All depends on how much you want to spend.


----------



## RoadRage (May 19, 2012)

Makes you wonder if the Cruze is going to get a performance variant any time soon. I would imagine the Verano Turbo may not hit the rental fleets and may be a low volume production vehicle. The good part is its a Buick and a large percentage of owners may be work-commuting Boomers (so the chance of vehicle molestation is minimal). I would think in 3 years the engine could be had for about 3-4k and the trans around the same.


----------



## jblackburn (Apr 14, 2012)

There's so much room under the hood that I'm sure they had *something* in mind when they designed it 


Sent from my Autoguide iPhone app


----------



## 70AARCUDA (Nov 14, 2010)

...has everybody "overlooked" the fact that GM has made all the computers in these cars 'serialized' so if you swap one out, you have to swap ALL of them or they won't _talk & play_ together? Now, THAT can get expen$ive!


----------



## sciphi (Aug 26, 2011)

70AARCUDA said:


> ...has everybody "overlooked" the fact that GM has made all the computers in these cars 'serialized' so if you swap one out, you have to swap ALL of them or they won't _talk & play_ together? Now, THAT can get expen$ive!


D'oh! I knew something seemed too easy about this...:cussing:


----------



## 70AARCUDA (Nov 14, 2010)

...see page 6 (right side column) of the Februrary (Vol. 14, No. 2) issue of GM's *TechLink™* on-line magazine:

http://enterthezone.net/techlink/wp-content/uploads/2012/04/february_techlink_2012.pdf


----------



## wallbngr (Feb 2, 2012)

SkullCruzeRS said:


> Or just trade in the Cruze for the Verano lol.

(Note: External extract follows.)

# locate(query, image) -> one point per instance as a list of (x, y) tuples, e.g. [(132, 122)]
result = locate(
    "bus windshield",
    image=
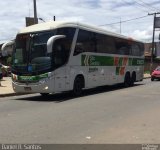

My thought exactly , Why go through all the hassle of synking all those computers , The tranny is probably different too .
Maybe they could do a REAL RS with the 2.0


----------



## 70AARCUDA (Nov 14, 2010)

wallbngr said:


> My thought exactly , Why go through all the hassle of synking all those computers , The *tranny is probably dif*ferent too .
> Maybe they could do a REAL RS with the 2.0


...interesting, the *6T45* automatic transmission is physically/functionally *identical*, it's just a "heftier" version of the *6T40* automatic in our Cruzes (uses 3/4"-chain instead of 1/2"), although its TCM _may_ be programmed differently.


----------



## RoadRage (May 19, 2012)

Why not trade for a Verano? I would say because the Cruze looks better from the exterior, plus loads of aftermarket support. The Buick looks like a sleeper but its just too soft. I guess we will have to wait until the Astra Sedan gains steam in Europe before we see any available upgrades.


----------